Absolute mode isn't sticky, leading to continuous relative/absolute transitions
fake-name opened this issue · 2 comments
I'm doing some gcode generation that uses entirely absolute moves.
Every single move winds up surrounded by a G90/G91 pair:
G90 ;absolute
G1 X5.000000 Y5.000000 Z5.600000
G91 ;relative
G90 ;absolute
G1 X5.750000 Y5.000000 Z5.600000
G91 ;relative
G90 ;absolute
G0 X5.750000 Y5.000000 Z16.000000
G91 ;relative
G1 F3.0
G90 ;absolute
G0 X6.250000 Y6.000000 Z16.000000
G91 ;relative
G90 ;absolute
G0 Y6.000000 Z5.750000
G91 ;relative
G90 ;absolute
G0 X6.250000 Y6.000000 Z5.750000
G91 ;relative
G90 ;absolute
G1 X6.000000 Y6.000000 Z5.750000
G91 ;relative
Looking at the code, this seems to be because nothing can ever set the gcode writer to absolute mode other then an explicit call to absolute()
.
It seems to me that if you call an absolute move call, it should set the state to absolute and leave it there, until any call to a relative motion function.
The described behaviour only occurs with abs_move()
. If you don't like its behaviour, use move()
instead of abs_move()
. then, mode can be set with absolute()
and relative()
as you mentioned. One could argue that rel_move()

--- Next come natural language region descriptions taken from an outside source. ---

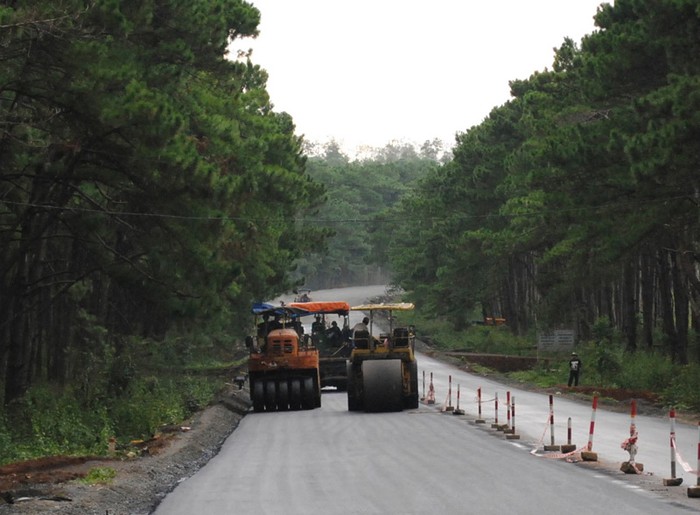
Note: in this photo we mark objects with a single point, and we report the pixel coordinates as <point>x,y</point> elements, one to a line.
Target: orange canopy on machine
<point>340,308</point>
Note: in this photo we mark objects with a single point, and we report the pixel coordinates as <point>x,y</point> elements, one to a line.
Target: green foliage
<point>580,185</point>
<point>358,212</point>
<point>99,476</point>
<point>57,423</point>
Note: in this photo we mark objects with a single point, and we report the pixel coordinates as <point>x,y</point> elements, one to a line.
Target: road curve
<point>333,461</point>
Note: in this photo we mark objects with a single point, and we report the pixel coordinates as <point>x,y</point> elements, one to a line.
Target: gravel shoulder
<point>142,481</point>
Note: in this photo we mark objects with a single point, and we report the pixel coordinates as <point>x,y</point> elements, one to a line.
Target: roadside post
<point>673,480</point>
<point>551,446</point>
<point>588,454</point>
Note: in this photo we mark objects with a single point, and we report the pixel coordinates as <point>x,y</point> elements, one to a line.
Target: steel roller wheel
<point>411,402</point>
<point>295,394</point>
<point>270,396</point>
<point>353,396</point>
<point>383,385</point>
<point>283,395</point>
<point>258,396</point>
<point>308,399</point>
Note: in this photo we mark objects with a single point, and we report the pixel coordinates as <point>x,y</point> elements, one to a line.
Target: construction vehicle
<point>383,372</point>
<point>283,370</point>
<point>332,341</point>
<point>302,295</point>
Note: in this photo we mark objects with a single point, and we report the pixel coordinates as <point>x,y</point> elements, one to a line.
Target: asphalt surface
<point>332,461</point>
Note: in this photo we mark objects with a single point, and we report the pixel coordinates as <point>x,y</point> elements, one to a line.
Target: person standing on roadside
<point>574,369</point>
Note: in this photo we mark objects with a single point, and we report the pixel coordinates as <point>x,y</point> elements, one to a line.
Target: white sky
<point>367,72</point>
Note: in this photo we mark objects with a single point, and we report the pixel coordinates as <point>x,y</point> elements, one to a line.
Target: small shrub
<point>99,475</point>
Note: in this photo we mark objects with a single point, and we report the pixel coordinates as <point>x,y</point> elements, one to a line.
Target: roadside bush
<point>56,423</point>
<point>681,391</point>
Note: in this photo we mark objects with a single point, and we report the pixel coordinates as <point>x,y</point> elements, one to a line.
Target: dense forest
<point>147,186</point>
<point>579,199</point>
<point>149,192</point>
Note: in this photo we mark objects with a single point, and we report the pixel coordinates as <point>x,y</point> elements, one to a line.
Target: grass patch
<point>99,476</point>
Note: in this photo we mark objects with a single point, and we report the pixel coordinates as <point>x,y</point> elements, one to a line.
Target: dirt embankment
<point>145,473</point>
<point>149,471</point>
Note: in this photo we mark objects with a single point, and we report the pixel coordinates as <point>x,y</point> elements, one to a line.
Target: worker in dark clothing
<point>360,334</point>
<point>334,334</point>
<point>575,365</point>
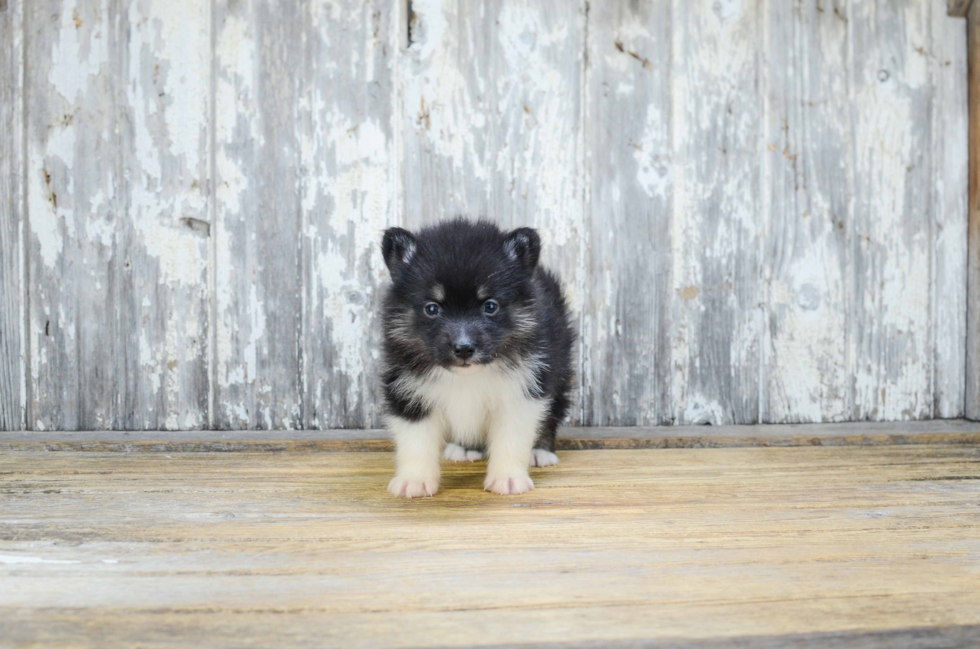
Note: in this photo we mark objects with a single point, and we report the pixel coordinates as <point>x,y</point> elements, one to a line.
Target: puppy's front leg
<point>511,436</point>
<point>418,445</point>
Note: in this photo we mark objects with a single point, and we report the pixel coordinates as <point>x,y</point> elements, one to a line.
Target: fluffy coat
<point>478,354</point>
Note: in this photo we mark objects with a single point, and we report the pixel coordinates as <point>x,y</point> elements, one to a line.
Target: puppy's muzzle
<point>464,350</point>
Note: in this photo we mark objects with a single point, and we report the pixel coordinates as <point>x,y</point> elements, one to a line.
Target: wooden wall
<point>759,207</point>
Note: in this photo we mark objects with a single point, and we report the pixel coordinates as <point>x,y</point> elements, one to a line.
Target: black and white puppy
<point>478,353</point>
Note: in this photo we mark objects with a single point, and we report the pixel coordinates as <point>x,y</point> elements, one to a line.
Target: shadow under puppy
<point>478,353</point>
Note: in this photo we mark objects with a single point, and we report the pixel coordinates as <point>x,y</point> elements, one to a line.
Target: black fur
<point>462,256</point>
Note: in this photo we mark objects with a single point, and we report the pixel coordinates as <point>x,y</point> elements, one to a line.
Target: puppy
<point>477,351</point>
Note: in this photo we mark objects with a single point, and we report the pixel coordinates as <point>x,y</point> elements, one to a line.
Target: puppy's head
<point>461,293</point>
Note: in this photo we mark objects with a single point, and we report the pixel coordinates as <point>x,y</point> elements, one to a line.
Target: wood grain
<point>116,186</point>
<point>973,262</point>
<point>890,261</point>
<point>349,194</point>
<point>958,7</point>
<point>626,334</point>
<point>258,215</point>
<point>951,167</point>
<point>809,166</point>
<point>570,438</point>
<point>611,547</point>
<point>758,208</point>
<point>716,317</point>
<point>12,354</point>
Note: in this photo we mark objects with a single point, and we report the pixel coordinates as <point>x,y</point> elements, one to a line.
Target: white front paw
<point>515,483</point>
<point>405,487</point>
<point>541,457</point>
<point>456,453</point>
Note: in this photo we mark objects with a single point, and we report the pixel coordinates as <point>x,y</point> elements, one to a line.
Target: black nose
<point>463,351</point>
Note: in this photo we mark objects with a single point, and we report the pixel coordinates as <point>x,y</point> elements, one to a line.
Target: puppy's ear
<point>397,247</point>
<point>523,245</point>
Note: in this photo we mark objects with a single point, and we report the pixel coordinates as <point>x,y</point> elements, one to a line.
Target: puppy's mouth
<point>466,367</point>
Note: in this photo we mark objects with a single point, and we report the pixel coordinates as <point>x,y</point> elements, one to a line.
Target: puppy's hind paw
<point>457,453</point>
<point>541,457</point>
<point>403,487</point>
<point>508,484</point>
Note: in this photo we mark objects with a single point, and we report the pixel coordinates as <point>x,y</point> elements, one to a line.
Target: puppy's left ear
<point>523,245</point>
<point>397,248</point>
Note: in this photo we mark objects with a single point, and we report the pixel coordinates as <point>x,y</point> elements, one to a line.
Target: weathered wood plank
<point>891,223</point>
<point>570,438</point>
<point>349,194</point>
<point>807,168</point>
<point>950,155</point>
<point>492,122</point>
<point>12,354</point>
<point>308,549</point>
<point>958,7</point>
<point>162,245</point>
<point>258,215</point>
<point>716,318</point>
<point>117,161</point>
<point>626,348</point>
<point>973,261</point>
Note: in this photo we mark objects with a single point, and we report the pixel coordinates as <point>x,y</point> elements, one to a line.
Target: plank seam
<point>212,217</point>
<point>27,363</point>
<point>586,178</point>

should be implemented for symmetry with abs_move()
.
I like the idea of being able to set the default mode to absolute during instantiation of the G class. If I am not mistaken, that will be added in #75
I get that,
The main issue I have here is the ridiculous, continuous
G91 ;relative
G90 ;absolute
output.
I'm using calls to abs_move()
because I'm exclusively doing absolute moves, and having the calls explicitly include abs
makes the intension clearer.
Effectively, G91
should only be emitted before a G0
that uses absolute coordinates where the machine is in relative mode, and G90
should only be emitted if the machine is in absolute mode, and a G0
is emitted that needs to use relative motion. This does mean the G
object needs to track some additional state, unfortunately.
My g-code files are 60% G90/G91 without changes that implement the above.